Mon regard balaie tout ce qui m'entoure et comme je circule sans cesse, ça crée des mouvements, des repérages, de la matière première, me direz-vous ! Oui, vous avez raison...

desguin


L'autre jour, une amie se fracture le sacphoïde, un petit os du pied situé tout près de l'astragale; je lui dis, par boutade et pour la distraire de son manque d'autonomie momentané tu sais, on connaissait l'astragale d'Albertine Sarrazin et bien maintenant, il y aura le scaphoïde de XXX !

Quelques jours plus tard, je m'éveille en pensant à cette Albertine Sarrazin, ce petit oiseau d'Alger aux envols malmenés... Vers quatorze ans, j'avais lu  "L'astragale "... ça faisait longtemps, très longtemps..Mais je me souvenais que l'histoire m'avait plu; lire le récit d'une cavale d'adolescentes dans un Paris aux rues incertaines, quoi de mieux...

Donc, ce matin-là, je file à la bibliothèque et je demande tout tout tout au sujet d'Albertine Sarrazin; je reçois biographies, romans... Et Carine-LAure passa son jour de repos - car hé oui mes enfants le hasard voulut que ce jour-là, je fus en repos - à potasser une biographie de cette rebelle à la naissance infortunée, à l'enfance faussement ouatée...
Les jours qui ont suivi ? me demandez-vous ? Et bien, j'ai composé un long texte ...Je voyais dans ma tête comme un film, celui de la vie d'Albertine ...Ces images s'imposaient à moi et me demandaient de noter tout ce que je voyais...Une espèce de fièvre m'envahissait et je percevais que contrarier mes idées ne servirait à rien.
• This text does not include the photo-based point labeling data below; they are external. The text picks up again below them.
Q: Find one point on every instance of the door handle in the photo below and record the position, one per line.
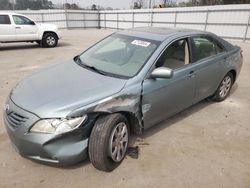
(191, 74)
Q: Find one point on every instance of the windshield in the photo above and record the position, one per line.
(119, 55)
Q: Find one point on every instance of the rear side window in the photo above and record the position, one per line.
(4, 19)
(21, 20)
(205, 47)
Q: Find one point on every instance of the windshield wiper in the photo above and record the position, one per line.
(78, 60)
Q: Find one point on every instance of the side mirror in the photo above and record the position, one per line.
(32, 23)
(162, 72)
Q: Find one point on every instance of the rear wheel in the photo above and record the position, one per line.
(49, 40)
(224, 88)
(108, 142)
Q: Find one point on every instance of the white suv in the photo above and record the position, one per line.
(19, 28)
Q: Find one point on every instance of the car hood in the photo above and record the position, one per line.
(59, 89)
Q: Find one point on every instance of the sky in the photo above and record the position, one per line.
(121, 4)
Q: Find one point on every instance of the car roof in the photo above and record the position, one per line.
(159, 33)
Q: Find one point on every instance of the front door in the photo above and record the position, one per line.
(25, 29)
(7, 30)
(162, 98)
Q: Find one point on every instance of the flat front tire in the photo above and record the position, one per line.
(224, 88)
(109, 141)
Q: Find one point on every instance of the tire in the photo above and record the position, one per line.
(224, 88)
(39, 42)
(101, 153)
(49, 40)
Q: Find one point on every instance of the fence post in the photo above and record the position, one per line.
(175, 18)
(105, 20)
(205, 28)
(133, 19)
(42, 17)
(117, 20)
(66, 17)
(99, 19)
(247, 26)
(84, 20)
(151, 18)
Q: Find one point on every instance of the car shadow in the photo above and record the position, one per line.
(25, 46)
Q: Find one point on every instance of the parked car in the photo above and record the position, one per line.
(19, 28)
(127, 82)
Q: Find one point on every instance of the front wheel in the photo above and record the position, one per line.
(224, 88)
(109, 142)
(49, 40)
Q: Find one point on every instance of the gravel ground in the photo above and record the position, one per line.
(207, 145)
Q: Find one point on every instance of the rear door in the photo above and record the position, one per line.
(25, 29)
(209, 60)
(7, 30)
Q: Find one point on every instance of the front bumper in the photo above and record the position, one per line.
(65, 149)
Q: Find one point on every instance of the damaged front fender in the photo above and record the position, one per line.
(127, 104)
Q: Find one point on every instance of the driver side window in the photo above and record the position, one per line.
(21, 20)
(175, 56)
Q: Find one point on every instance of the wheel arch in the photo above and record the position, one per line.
(134, 122)
(234, 74)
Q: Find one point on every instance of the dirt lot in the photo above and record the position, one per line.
(207, 145)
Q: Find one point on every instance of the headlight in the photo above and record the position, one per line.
(57, 126)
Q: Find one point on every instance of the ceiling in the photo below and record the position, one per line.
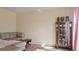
(27, 9)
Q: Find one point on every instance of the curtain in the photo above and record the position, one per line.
(76, 30)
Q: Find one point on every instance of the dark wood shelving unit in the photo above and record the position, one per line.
(63, 32)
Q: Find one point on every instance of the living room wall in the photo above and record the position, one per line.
(7, 20)
(40, 26)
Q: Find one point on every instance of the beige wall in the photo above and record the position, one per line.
(40, 26)
(7, 20)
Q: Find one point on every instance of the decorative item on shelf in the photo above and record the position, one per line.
(63, 27)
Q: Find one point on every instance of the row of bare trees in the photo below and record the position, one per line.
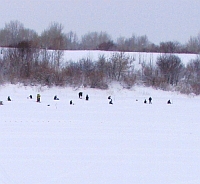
(34, 66)
(54, 38)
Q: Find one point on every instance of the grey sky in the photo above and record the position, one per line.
(160, 20)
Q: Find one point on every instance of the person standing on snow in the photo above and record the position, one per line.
(150, 100)
(38, 97)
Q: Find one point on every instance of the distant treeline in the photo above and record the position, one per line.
(33, 66)
(14, 34)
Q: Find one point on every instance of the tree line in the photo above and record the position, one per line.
(14, 33)
(33, 66)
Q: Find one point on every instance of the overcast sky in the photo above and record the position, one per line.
(159, 20)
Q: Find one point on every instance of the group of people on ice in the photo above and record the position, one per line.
(80, 95)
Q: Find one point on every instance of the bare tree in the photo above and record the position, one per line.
(170, 67)
(53, 37)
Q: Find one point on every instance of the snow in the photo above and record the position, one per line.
(94, 142)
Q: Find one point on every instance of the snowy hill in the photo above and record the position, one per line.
(53, 142)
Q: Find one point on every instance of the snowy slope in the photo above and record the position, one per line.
(94, 142)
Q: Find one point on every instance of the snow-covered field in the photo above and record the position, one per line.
(93, 142)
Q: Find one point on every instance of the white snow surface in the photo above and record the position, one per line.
(93, 142)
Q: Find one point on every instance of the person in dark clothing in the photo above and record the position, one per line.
(38, 97)
(55, 97)
(9, 99)
(169, 102)
(150, 100)
(80, 94)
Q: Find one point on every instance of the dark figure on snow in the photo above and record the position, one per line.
(80, 94)
(9, 99)
(110, 101)
(56, 98)
(150, 100)
(169, 102)
(38, 97)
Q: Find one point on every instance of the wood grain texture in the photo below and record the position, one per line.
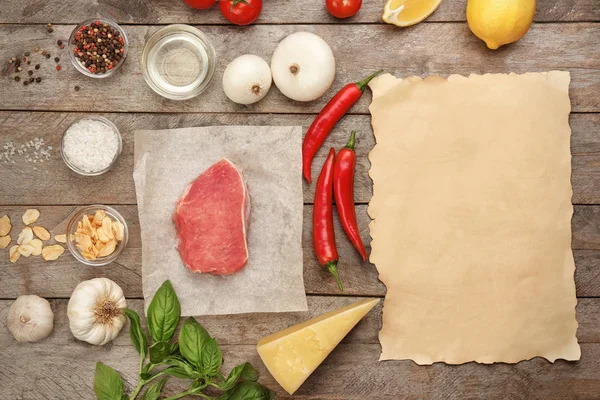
(57, 279)
(274, 12)
(53, 183)
(440, 49)
(64, 366)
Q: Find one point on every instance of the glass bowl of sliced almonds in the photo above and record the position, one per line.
(96, 235)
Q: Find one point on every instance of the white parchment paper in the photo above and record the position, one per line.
(166, 161)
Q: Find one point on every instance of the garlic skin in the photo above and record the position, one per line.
(247, 79)
(94, 311)
(303, 66)
(30, 318)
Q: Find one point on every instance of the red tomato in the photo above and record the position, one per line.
(343, 8)
(240, 12)
(200, 4)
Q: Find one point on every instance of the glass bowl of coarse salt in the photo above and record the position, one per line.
(91, 145)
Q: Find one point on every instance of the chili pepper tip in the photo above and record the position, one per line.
(362, 84)
(332, 268)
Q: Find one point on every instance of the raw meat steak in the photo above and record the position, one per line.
(211, 219)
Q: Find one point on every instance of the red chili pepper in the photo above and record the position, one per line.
(337, 107)
(343, 190)
(323, 235)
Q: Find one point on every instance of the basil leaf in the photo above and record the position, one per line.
(192, 338)
(154, 390)
(247, 390)
(244, 372)
(211, 358)
(108, 384)
(163, 313)
(138, 337)
(159, 351)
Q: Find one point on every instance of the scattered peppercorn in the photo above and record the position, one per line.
(98, 47)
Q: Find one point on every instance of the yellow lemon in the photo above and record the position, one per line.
(408, 12)
(499, 22)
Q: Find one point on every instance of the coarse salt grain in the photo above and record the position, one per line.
(90, 145)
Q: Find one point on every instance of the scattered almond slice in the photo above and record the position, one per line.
(107, 227)
(41, 232)
(31, 215)
(26, 250)
(50, 253)
(5, 225)
(37, 245)
(4, 241)
(25, 236)
(14, 253)
(119, 230)
(108, 248)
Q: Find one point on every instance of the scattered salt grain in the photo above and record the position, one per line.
(90, 145)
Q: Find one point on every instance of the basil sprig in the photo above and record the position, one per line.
(195, 357)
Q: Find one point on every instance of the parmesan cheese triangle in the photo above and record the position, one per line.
(292, 354)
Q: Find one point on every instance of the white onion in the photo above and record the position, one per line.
(247, 79)
(303, 66)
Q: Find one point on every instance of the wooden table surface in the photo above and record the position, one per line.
(565, 36)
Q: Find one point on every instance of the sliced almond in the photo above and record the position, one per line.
(50, 253)
(41, 232)
(107, 227)
(108, 248)
(4, 241)
(119, 230)
(31, 215)
(25, 236)
(87, 226)
(99, 216)
(5, 225)
(61, 238)
(14, 253)
(37, 245)
(26, 250)
(88, 256)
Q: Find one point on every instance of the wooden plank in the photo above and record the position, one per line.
(434, 49)
(58, 279)
(53, 183)
(274, 12)
(64, 367)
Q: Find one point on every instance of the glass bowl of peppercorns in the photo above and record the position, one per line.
(98, 47)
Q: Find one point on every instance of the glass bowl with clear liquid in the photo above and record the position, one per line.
(178, 62)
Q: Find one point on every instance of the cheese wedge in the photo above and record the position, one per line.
(292, 354)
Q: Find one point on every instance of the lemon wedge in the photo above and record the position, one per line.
(408, 12)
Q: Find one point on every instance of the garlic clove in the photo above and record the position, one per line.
(30, 318)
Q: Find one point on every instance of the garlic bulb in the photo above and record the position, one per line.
(94, 311)
(30, 318)
(247, 79)
(303, 66)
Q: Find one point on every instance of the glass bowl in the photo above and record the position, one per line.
(94, 173)
(72, 228)
(76, 61)
(178, 62)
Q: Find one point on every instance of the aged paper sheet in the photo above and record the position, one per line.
(471, 217)
(270, 160)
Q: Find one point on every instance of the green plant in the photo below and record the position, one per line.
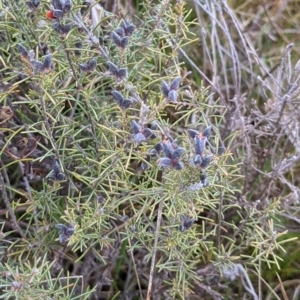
(114, 177)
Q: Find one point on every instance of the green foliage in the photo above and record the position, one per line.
(90, 210)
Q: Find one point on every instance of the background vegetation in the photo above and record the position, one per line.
(149, 150)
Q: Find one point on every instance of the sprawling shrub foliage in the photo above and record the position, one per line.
(124, 176)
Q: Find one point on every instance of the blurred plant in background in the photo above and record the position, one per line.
(147, 151)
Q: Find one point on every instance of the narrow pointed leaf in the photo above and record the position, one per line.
(165, 88)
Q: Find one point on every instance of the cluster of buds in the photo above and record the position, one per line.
(120, 36)
(33, 4)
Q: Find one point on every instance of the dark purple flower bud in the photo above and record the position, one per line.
(175, 84)
(116, 38)
(84, 9)
(130, 29)
(124, 42)
(120, 32)
(204, 180)
(57, 27)
(37, 65)
(199, 144)
(47, 64)
(159, 147)
(101, 41)
(176, 155)
(212, 149)
(135, 126)
(198, 160)
(173, 95)
(57, 4)
(33, 4)
(22, 50)
(90, 66)
(147, 133)
(153, 153)
(65, 232)
(124, 24)
(221, 150)
(113, 69)
(192, 133)
(125, 104)
(154, 125)
(165, 88)
(56, 174)
(168, 149)
(67, 28)
(67, 6)
(164, 162)
(207, 132)
(178, 165)
(118, 97)
(186, 223)
(122, 73)
(101, 199)
(58, 14)
(144, 164)
(78, 47)
(206, 161)
(139, 138)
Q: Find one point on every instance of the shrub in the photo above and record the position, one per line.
(115, 179)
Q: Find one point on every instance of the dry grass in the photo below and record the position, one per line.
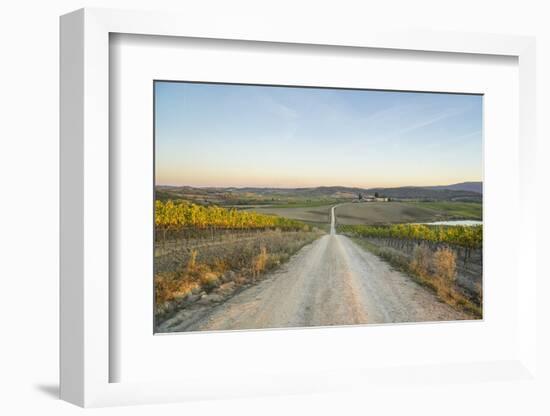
(435, 270)
(198, 270)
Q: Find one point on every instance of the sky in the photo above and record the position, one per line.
(242, 135)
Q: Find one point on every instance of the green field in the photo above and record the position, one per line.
(406, 212)
(455, 210)
(302, 212)
(378, 212)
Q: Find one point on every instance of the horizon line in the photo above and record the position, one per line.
(311, 187)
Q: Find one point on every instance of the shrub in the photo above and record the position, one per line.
(259, 262)
(420, 262)
(444, 263)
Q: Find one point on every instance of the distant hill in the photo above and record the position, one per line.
(428, 193)
(467, 191)
(463, 186)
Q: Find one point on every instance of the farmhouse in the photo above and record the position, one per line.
(371, 198)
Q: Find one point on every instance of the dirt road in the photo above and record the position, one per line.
(332, 281)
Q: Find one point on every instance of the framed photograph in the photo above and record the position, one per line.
(268, 211)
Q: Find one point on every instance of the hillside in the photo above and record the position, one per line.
(316, 195)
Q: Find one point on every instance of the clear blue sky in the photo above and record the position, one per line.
(239, 135)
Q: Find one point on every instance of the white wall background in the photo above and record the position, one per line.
(29, 204)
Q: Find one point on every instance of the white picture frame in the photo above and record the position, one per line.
(85, 205)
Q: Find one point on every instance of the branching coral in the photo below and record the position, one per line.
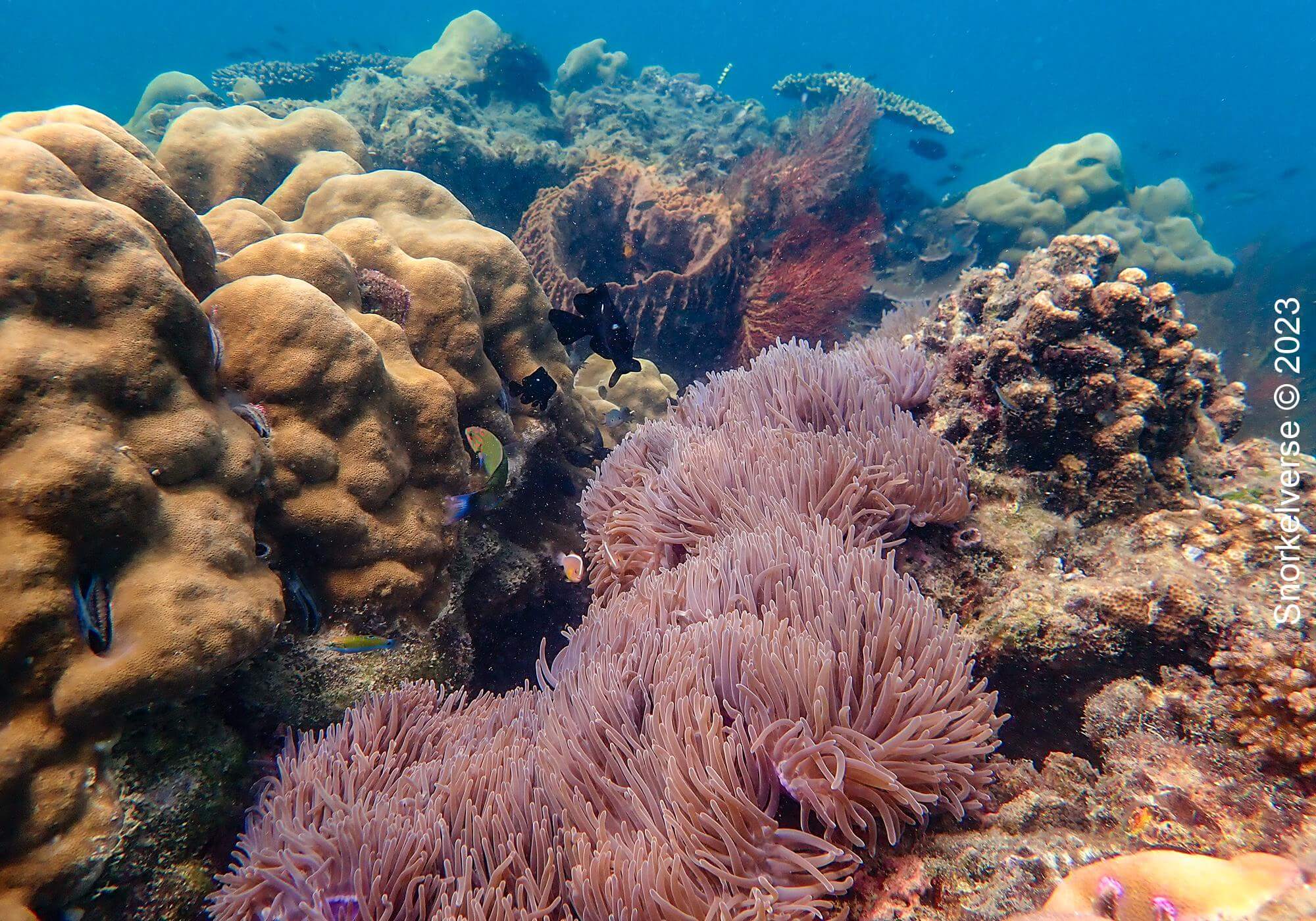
(1093, 385)
(778, 660)
(834, 85)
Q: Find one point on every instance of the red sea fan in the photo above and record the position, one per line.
(810, 286)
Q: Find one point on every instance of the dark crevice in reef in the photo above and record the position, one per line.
(1047, 705)
(506, 652)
Alors laisser aller le crayon était la seule solution. Il m'emmena dans les rues d' Alger, j'ai marché à côté de la maman d'Albertine, juste avant qu'elle ne dépose le bébé dans cette maison de l'assistance publique... et je l'ai vue repartir, vide et alourdie d'un fardeau plombé... Et puis de cette rebelle, j'ai entendu les mots... Je ressentais un très vif contentement, celui de faire revivre en quelques mots une femme d'exception qui aujourd'hui, si elle avait survécu aux indélicatesses humaines, serait citée parmi les plus grands auteurs de langue française..
 
Et, pour Christine, je vais lâcher une confidence... Mon second roman "les enfants du grand jardin " est, en fait, le troisième...Comment cela se peut-il, me demanderez-vous, curieux lecteurs que vous êtes ?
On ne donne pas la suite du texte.